Restrictions on women have been rolled out step-by-step — first by closing schools to teenage girls and then segregating boys and girls in universities. It was Initially ordered that the hair of female journalists be covered, citing the Islamic hijab. But more recently, in May 2022, female journalists have been told to cover their faces while making an appearance on screen.
When I first saw the veiled faces on TV, I was so emotional that I even cried. The future of female journalists is unknown. I fear the day when the Taliban will also ban the voices of female journalists on TV and radio.
Media channels have been ordered to reduce the number of female journalists, who are already an endangered species. Several women have since lost their jobs. Women and men in media now sit separated in their workplaces.
A journalist who did not want to be named, said that given the current situation, the day may not be far when the Taliban bans female journalists from working in the media.
“Every morning when I wake up, I’m worried that today might be the last day of my work in office, and then Taliban won’t even allow me to work,” she said. “When female anchors in the media cover their faces on TV screen, most media outlets lose their viewers; some media outlets lose their financial backers. I’m concerned not only for myself but also for other female journalists. They will lose jobs due to financial problems. Many media outlets are currently facing severe financial crisis,” she added.
Some female journalists say that the Taliban have asked for their hand in marriage. The irony being that they have expressed their desire to marry unveiled women. For the sake of personal safety, I do not share my views on the day to day orders of the Taliban.
Meanwhile, an anchor for a TV entertainment show, who did not want to be named, said that in the past she would invite singers, artists and actors to the show. But now they cannot even play music in the background.

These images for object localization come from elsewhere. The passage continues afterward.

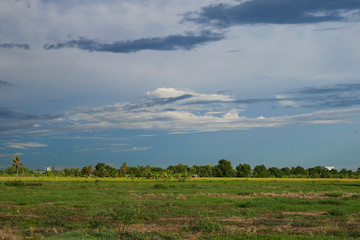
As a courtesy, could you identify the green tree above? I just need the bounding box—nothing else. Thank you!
[214,159,235,177]
[268,167,283,178]
[81,165,94,177]
[94,163,106,177]
[11,155,23,177]
[253,164,270,178]
[70,168,80,177]
[119,162,129,177]
[191,164,213,177]
[93,163,117,177]
[281,167,291,176]
[142,165,152,179]
[236,164,251,178]
[61,168,71,176]
[308,166,322,178]
[167,163,189,174]
[290,166,307,177]
[339,168,348,178]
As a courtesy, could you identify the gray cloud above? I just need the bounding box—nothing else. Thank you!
[0,108,63,134]
[6,142,48,149]
[0,108,62,120]
[287,83,360,108]
[184,0,360,27]
[313,27,345,31]
[43,31,224,53]
[186,83,360,109]
[72,145,149,153]
[0,152,23,159]
[0,80,13,88]
[0,43,30,50]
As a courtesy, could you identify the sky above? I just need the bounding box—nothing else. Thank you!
[1,0,360,170]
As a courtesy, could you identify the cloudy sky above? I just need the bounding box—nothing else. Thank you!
[1,0,360,170]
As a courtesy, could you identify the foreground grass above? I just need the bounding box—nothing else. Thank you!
[1,178,360,239]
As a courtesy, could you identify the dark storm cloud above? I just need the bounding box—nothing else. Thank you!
[43,31,224,53]
[0,43,30,50]
[184,0,360,28]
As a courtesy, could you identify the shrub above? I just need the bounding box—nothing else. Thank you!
[153,183,168,189]
[190,219,224,233]
[153,183,176,189]
[236,201,252,208]
[4,180,24,186]
[318,199,343,205]
[178,177,187,182]
[323,192,342,197]
[328,209,347,216]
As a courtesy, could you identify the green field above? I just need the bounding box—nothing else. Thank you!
[1,177,360,239]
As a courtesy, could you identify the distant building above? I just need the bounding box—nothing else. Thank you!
[45,167,52,172]
[322,166,335,171]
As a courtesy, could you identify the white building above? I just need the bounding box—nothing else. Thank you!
[322,166,335,171]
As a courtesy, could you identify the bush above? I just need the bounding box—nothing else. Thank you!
[318,199,343,205]
[153,183,176,189]
[4,180,24,186]
[190,219,224,233]
[328,209,347,216]
[178,177,187,182]
[153,183,168,189]
[236,201,252,208]
[323,192,342,197]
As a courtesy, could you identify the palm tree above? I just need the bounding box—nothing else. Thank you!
[11,155,23,178]
[85,165,94,177]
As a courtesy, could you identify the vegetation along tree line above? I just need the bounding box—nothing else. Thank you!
[2,156,360,179]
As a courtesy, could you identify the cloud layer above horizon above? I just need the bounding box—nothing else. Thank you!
[1,85,360,137]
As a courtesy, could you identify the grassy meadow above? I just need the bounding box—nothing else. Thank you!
[1,177,360,240]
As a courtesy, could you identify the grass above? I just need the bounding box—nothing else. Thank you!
[1,177,360,239]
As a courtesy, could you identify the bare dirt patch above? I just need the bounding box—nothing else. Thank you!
[0,230,19,240]
[281,211,326,216]
[127,223,178,233]
[38,202,55,206]
[195,191,329,199]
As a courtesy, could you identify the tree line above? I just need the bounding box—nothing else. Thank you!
[1,156,360,179]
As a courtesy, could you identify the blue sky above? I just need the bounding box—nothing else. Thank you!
[1,0,360,170]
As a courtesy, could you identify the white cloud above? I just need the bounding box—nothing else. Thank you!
[3,87,360,136]
[275,94,298,107]
[107,143,130,147]
[118,146,150,152]
[60,88,360,133]
[147,87,235,102]
[72,145,150,152]
[6,142,48,149]
[0,152,23,158]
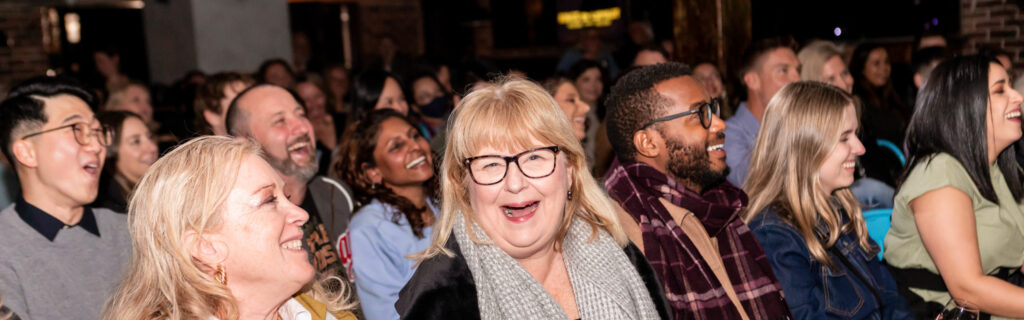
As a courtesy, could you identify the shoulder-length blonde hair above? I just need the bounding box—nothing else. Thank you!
[416,76,626,261]
[742,81,873,269]
[103,136,354,320]
[797,40,844,82]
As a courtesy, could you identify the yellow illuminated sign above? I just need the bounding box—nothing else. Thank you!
[557,7,621,30]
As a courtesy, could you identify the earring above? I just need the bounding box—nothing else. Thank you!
[567,190,573,200]
[215,264,227,285]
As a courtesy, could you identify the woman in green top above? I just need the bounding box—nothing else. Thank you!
[884,55,1024,319]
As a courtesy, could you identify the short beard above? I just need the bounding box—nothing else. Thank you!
[264,137,319,183]
[664,135,729,192]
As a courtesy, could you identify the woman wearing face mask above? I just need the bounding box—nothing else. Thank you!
[743,82,913,319]
[409,72,452,140]
[103,137,357,320]
[850,43,908,145]
[333,109,438,320]
[92,111,158,213]
[396,77,669,320]
[884,55,1024,319]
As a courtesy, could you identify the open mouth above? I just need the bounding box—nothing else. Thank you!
[842,160,856,169]
[281,239,304,251]
[83,162,100,176]
[573,116,586,124]
[405,155,427,169]
[501,201,539,223]
[287,141,311,159]
[1006,110,1021,120]
[706,144,724,152]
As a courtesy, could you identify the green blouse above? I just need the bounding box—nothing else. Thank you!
[885,153,1024,317]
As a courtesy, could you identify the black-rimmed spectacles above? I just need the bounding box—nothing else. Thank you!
[463,146,560,185]
[639,98,721,130]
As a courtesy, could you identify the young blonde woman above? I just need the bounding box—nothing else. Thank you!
[102,136,356,320]
[743,82,913,319]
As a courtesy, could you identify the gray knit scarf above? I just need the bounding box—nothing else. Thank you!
[453,211,661,320]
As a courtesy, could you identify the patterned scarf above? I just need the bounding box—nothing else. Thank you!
[453,211,661,320]
[604,160,791,320]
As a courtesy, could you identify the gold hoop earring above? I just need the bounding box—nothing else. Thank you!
[215,264,227,285]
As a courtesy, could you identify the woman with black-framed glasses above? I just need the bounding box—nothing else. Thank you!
[396,77,669,320]
[332,108,439,320]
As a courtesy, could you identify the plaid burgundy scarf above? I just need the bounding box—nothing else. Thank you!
[604,160,791,320]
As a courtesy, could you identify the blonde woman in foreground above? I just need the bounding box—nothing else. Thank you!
[103,136,356,320]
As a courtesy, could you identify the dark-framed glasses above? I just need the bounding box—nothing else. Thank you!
[639,98,721,130]
[463,146,560,185]
[21,121,113,147]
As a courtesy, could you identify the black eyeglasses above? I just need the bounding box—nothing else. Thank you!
[639,98,721,130]
[21,121,113,147]
[463,146,560,185]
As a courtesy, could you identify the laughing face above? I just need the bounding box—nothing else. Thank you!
[986,63,1024,157]
[552,82,590,140]
[818,104,864,194]
[365,117,434,189]
[237,86,318,183]
[115,116,158,185]
[215,154,314,294]
[653,76,728,192]
[467,137,573,260]
[26,95,107,206]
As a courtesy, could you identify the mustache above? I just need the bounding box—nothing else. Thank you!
[287,135,312,148]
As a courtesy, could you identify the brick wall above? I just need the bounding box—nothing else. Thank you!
[0,3,49,98]
[960,0,1023,71]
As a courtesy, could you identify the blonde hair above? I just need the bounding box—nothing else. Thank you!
[104,82,146,111]
[742,81,873,269]
[797,41,844,83]
[416,76,626,261]
[102,136,355,319]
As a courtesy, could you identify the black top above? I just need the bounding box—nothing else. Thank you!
[299,187,344,274]
[16,197,99,241]
[396,234,673,320]
[91,172,127,214]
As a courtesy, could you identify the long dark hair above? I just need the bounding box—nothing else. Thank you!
[332,109,438,237]
[902,55,1024,203]
[97,110,146,197]
[849,43,907,118]
[351,69,403,121]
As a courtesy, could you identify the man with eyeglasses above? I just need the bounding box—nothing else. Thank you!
[725,36,801,187]
[603,62,791,319]
[0,76,131,320]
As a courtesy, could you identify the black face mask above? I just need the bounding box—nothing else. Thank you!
[420,96,450,118]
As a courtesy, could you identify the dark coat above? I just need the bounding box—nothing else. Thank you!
[396,234,672,320]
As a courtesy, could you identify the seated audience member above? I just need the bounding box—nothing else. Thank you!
[692,62,732,118]
[92,111,158,213]
[798,40,898,208]
[333,109,439,320]
[850,43,908,145]
[102,136,357,320]
[911,47,950,90]
[632,44,670,67]
[725,37,801,186]
[104,82,153,125]
[541,75,590,141]
[408,72,452,139]
[193,72,254,136]
[295,75,340,177]
[603,62,791,319]
[397,77,669,320]
[352,69,411,120]
[885,55,1024,319]
[743,82,913,319]
[0,76,130,319]
[258,58,297,89]
[567,60,607,172]
[226,84,355,276]
[557,28,621,80]
[323,63,351,118]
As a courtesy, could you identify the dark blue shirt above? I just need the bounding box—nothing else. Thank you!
[15,197,99,241]
[748,205,913,320]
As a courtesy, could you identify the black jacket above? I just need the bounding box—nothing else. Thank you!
[396,235,672,320]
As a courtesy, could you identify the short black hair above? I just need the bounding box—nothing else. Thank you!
[904,54,1023,203]
[632,43,670,66]
[736,36,798,80]
[605,62,693,161]
[0,75,95,167]
[225,83,305,137]
[911,46,951,77]
[255,58,295,83]
[351,69,403,121]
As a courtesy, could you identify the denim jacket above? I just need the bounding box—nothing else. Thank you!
[748,205,914,320]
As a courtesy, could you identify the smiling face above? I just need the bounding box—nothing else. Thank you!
[821,56,854,94]
[237,86,317,182]
[986,63,1024,158]
[23,95,107,206]
[295,82,328,119]
[115,116,158,185]
[553,82,590,140]
[574,67,603,105]
[374,77,410,116]
[365,117,434,188]
[467,138,573,260]
[818,104,864,194]
[863,48,891,87]
[753,48,801,104]
[652,76,728,192]
[214,155,314,295]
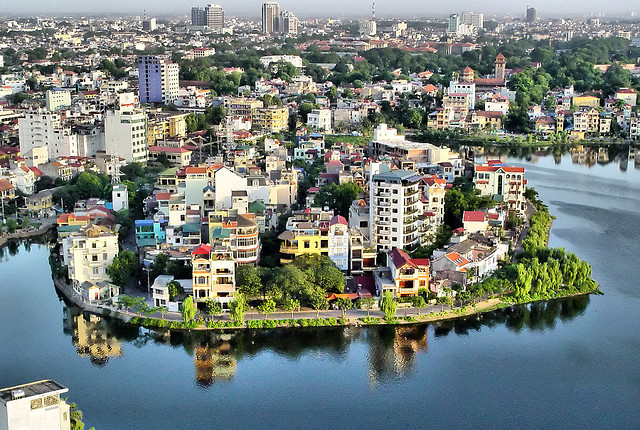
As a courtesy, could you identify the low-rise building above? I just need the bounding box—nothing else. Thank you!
[62,224,119,286]
[373,248,430,297]
[0,380,71,430]
[191,244,236,306]
[473,164,526,215]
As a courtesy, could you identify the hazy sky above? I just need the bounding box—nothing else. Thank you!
[4,0,640,18]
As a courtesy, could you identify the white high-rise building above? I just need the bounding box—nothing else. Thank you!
[369,164,422,252]
[461,11,484,29]
[447,14,460,34]
[105,108,148,164]
[280,10,298,35]
[262,2,280,34]
[45,89,71,112]
[137,55,179,105]
[205,4,224,30]
[359,19,377,36]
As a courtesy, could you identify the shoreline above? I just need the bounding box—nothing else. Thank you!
[52,276,597,331]
[0,223,56,248]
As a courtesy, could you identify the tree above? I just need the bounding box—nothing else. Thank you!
[69,402,93,430]
[167,280,184,301]
[5,218,17,234]
[412,296,427,315]
[106,250,138,287]
[359,296,376,316]
[308,289,329,317]
[229,293,247,323]
[205,299,222,317]
[157,306,168,319]
[335,297,354,317]
[181,296,197,322]
[379,291,398,321]
[282,298,300,319]
[258,299,276,320]
[313,182,361,217]
[235,264,262,297]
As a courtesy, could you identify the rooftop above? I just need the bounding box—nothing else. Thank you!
[0,380,68,402]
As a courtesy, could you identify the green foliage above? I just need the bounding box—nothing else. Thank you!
[313,182,361,217]
[204,299,222,316]
[235,264,262,296]
[258,299,276,319]
[106,250,138,287]
[5,218,17,234]
[167,280,184,301]
[412,296,427,314]
[229,293,248,323]
[181,296,197,322]
[379,291,398,321]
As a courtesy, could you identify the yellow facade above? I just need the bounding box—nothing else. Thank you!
[572,95,600,108]
[254,107,289,133]
[279,231,329,264]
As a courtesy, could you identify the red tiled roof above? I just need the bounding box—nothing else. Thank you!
[389,248,415,269]
[192,244,211,255]
[463,211,486,222]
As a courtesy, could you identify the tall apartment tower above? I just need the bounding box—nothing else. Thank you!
[280,10,298,35]
[461,11,484,29]
[262,2,280,34]
[138,55,179,105]
[191,7,206,25]
[447,14,460,34]
[526,7,537,22]
[495,53,506,81]
[369,165,422,252]
[205,4,224,30]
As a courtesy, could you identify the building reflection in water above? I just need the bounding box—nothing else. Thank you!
[63,307,123,366]
[194,335,237,386]
[367,325,428,384]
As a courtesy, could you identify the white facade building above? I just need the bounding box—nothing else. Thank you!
[105,108,148,164]
[369,165,422,252]
[0,380,71,430]
[307,109,332,132]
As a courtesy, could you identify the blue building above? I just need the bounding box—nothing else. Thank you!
[138,55,179,105]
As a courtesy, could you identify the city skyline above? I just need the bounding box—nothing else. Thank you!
[3,0,640,19]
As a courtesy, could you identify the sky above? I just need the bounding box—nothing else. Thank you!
[2,0,640,19]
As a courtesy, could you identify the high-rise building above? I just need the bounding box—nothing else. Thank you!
[526,6,537,22]
[262,2,280,34]
[280,10,298,35]
[191,6,206,26]
[142,17,157,31]
[205,4,224,30]
[369,164,422,252]
[105,108,148,164]
[447,14,460,34]
[137,55,179,105]
[359,19,377,36]
[461,11,484,29]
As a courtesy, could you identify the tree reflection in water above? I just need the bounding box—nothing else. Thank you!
[60,295,590,383]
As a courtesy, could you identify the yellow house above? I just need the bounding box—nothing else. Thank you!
[147,112,188,146]
[278,228,328,264]
[572,95,600,108]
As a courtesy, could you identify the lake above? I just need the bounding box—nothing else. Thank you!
[1,148,639,429]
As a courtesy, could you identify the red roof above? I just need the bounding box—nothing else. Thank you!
[476,165,524,173]
[192,244,211,255]
[330,215,348,226]
[463,211,486,222]
[409,258,430,267]
[156,192,171,201]
[149,146,191,154]
[389,248,415,269]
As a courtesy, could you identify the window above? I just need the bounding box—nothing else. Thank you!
[93,267,99,275]
[304,241,310,249]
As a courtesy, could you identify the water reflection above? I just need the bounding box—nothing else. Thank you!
[60,295,591,384]
[62,307,123,366]
[367,325,428,383]
[470,143,640,172]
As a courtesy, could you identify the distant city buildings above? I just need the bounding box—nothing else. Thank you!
[191,4,224,30]
[280,10,299,35]
[526,6,538,22]
[142,17,157,31]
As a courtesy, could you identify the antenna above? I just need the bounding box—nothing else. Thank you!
[372,2,376,20]
[111,156,122,185]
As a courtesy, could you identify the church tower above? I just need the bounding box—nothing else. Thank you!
[495,53,506,81]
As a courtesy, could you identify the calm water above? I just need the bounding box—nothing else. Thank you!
[2,151,640,429]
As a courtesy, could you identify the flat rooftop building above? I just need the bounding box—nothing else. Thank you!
[0,380,71,430]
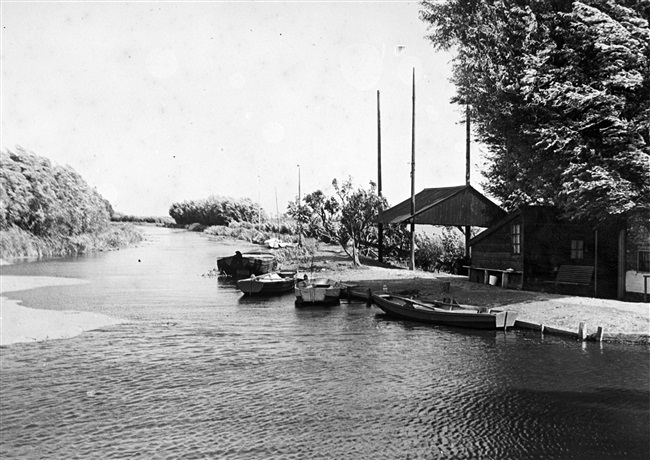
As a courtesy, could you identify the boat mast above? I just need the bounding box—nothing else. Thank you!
[377,90,383,264]
[297,164,302,247]
[465,105,471,258]
[409,68,416,271]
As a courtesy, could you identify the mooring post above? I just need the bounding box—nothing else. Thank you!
[596,326,604,342]
[578,322,587,341]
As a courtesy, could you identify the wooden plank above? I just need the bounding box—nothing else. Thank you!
[555,265,594,285]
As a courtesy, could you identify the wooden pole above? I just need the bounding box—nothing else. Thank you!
[594,229,598,297]
[298,164,302,247]
[465,105,471,259]
[377,90,384,264]
[275,187,280,235]
[618,228,626,300]
[466,105,471,185]
[410,68,416,271]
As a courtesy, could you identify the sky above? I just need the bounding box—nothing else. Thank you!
[1,0,486,217]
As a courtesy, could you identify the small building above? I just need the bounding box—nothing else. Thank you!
[467,206,644,300]
[378,185,505,228]
[376,185,506,267]
[624,217,650,301]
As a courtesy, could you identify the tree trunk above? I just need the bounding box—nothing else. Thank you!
[352,240,360,266]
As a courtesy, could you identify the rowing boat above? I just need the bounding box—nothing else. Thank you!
[372,293,517,330]
[237,271,296,295]
[216,251,276,278]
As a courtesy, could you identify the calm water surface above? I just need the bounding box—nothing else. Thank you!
[1,227,648,459]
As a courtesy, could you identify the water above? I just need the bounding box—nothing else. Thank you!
[1,227,648,459]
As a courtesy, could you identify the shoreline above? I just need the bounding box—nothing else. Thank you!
[1,276,124,346]
[340,269,649,343]
[279,243,649,344]
[1,238,648,346]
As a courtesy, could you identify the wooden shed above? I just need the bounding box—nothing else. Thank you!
[377,185,505,227]
[468,206,624,298]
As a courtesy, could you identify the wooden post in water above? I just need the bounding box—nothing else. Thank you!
[578,322,587,341]
[409,68,416,271]
[596,326,604,342]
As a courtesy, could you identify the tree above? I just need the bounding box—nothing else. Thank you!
[332,178,385,266]
[420,0,650,224]
[287,178,385,266]
[287,189,340,243]
[169,195,266,226]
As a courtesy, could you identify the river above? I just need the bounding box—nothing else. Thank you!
[1,227,648,459]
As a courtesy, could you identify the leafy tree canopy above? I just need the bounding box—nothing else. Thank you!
[420,0,650,224]
[288,178,386,266]
[169,195,267,227]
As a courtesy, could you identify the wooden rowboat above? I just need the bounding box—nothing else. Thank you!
[294,278,342,306]
[237,272,297,295]
[216,251,276,278]
[372,293,517,330]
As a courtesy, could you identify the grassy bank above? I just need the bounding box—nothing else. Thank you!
[0,223,144,259]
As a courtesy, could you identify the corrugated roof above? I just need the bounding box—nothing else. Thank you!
[377,185,505,227]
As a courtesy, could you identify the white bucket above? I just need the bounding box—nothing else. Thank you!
[489,275,498,286]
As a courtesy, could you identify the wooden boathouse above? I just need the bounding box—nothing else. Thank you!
[377,185,505,229]
[468,206,628,299]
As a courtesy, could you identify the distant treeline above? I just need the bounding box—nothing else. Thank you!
[0,147,142,258]
[169,195,268,226]
[112,213,175,225]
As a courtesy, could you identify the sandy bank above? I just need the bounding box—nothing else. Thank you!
[1,276,123,346]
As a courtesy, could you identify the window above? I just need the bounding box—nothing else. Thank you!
[571,239,584,260]
[511,224,521,255]
[639,250,650,272]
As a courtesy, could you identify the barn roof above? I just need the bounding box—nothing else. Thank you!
[377,185,505,227]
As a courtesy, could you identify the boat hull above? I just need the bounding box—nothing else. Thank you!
[294,278,342,305]
[372,294,517,330]
[217,252,276,278]
[237,273,296,295]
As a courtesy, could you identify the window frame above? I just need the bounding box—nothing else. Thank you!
[639,250,650,273]
[570,239,584,260]
[511,223,521,255]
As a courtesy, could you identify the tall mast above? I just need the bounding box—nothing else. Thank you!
[465,105,471,258]
[409,68,416,271]
[377,90,383,264]
[297,164,302,247]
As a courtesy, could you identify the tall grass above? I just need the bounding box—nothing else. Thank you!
[0,224,143,259]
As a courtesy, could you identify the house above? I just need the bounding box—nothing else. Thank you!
[468,206,648,300]
[624,216,650,301]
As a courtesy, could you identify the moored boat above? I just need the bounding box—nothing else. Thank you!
[372,293,517,330]
[294,278,342,306]
[216,251,276,278]
[237,271,297,295]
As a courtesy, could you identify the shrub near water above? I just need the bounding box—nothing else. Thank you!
[0,147,143,258]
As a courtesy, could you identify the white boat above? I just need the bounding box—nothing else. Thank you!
[294,278,342,306]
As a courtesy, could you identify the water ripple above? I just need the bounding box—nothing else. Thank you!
[2,228,648,459]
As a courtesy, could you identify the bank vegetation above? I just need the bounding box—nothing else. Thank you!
[0,147,142,259]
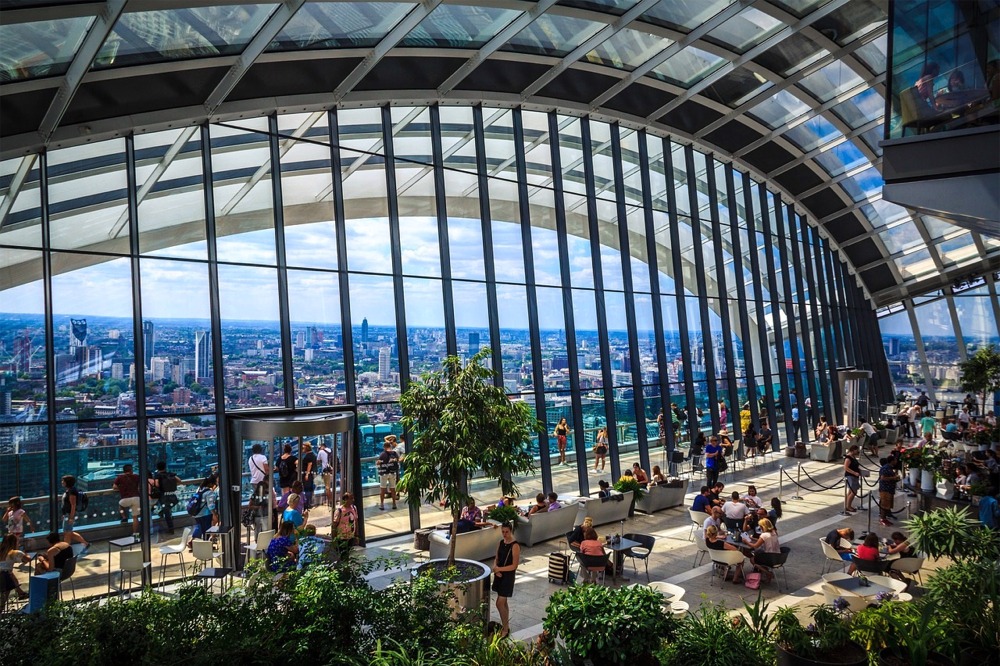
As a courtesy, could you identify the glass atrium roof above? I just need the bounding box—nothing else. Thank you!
[0,0,994,307]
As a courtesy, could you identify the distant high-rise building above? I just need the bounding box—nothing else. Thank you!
[70,319,87,350]
[361,318,369,345]
[194,330,211,381]
[295,330,306,349]
[13,330,31,373]
[150,357,171,382]
[378,347,391,381]
[142,321,155,370]
[469,332,480,352]
[306,326,323,348]
[0,373,12,416]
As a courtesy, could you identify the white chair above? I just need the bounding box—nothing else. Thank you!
[693,535,710,568]
[158,526,193,584]
[244,529,274,567]
[647,581,685,602]
[820,538,849,574]
[688,510,704,541]
[192,539,222,573]
[709,549,745,587]
[118,550,151,599]
[889,557,925,586]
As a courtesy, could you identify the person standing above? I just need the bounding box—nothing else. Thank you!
[188,473,219,547]
[843,445,862,514]
[878,457,900,527]
[277,444,298,495]
[491,522,520,639]
[554,418,570,465]
[920,410,937,439]
[59,476,90,552]
[916,390,929,409]
[3,497,33,548]
[317,441,333,507]
[907,404,921,438]
[153,461,179,535]
[300,442,317,510]
[704,435,721,488]
[593,427,608,472]
[248,443,270,527]
[332,492,358,559]
[376,441,400,510]
[113,464,142,534]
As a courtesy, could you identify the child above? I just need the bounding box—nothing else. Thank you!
[3,497,33,548]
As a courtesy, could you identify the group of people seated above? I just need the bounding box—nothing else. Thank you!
[693,482,784,583]
[825,526,916,575]
[264,491,356,572]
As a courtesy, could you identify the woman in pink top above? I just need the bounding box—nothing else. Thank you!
[578,527,607,582]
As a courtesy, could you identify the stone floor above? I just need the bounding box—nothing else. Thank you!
[9,440,940,638]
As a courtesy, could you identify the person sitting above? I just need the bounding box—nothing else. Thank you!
[649,465,666,486]
[743,485,763,510]
[768,497,782,527]
[755,423,773,455]
[816,416,830,442]
[546,492,563,511]
[632,464,649,488]
[743,425,757,456]
[709,482,725,507]
[702,506,724,538]
[568,517,593,550]
[0,534,30,603]
[825,527,855,561]
[743,518,779,579]
[723,491,749,524]
[266,521,299,573]
[34,533,73,575]
[691,431,706,457]
[577,526,607,582]
[296,525,327,570]
[457,497,483,533]
[887,531,915,558]
[855,532,881,565]
[527,493,548,516]
[704,526,745,583]
[718,428,734,456]
[692,486,713,514]
[597,480,612,499]
[743,507,768,535]
[281,493,307,529]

Access to information is limited and Taliban officials are reluctant to be interviewed. They have denied any wrongdoing, saying ”we want female journalists to work within the Islamic hijab and sharia; we are committed to freedom of expression.”
But this is far from the reality of Afghan female journalists.
It is heartening that support for female journalists has also been undisguised. At TOLOnews, Afghanistan’s first 24/7 news channel that won the Special Award at the One World Media Awards 2022, male colleagues covered their faces in solidarity with their female colleagues. Such acts of solidarity keep us going.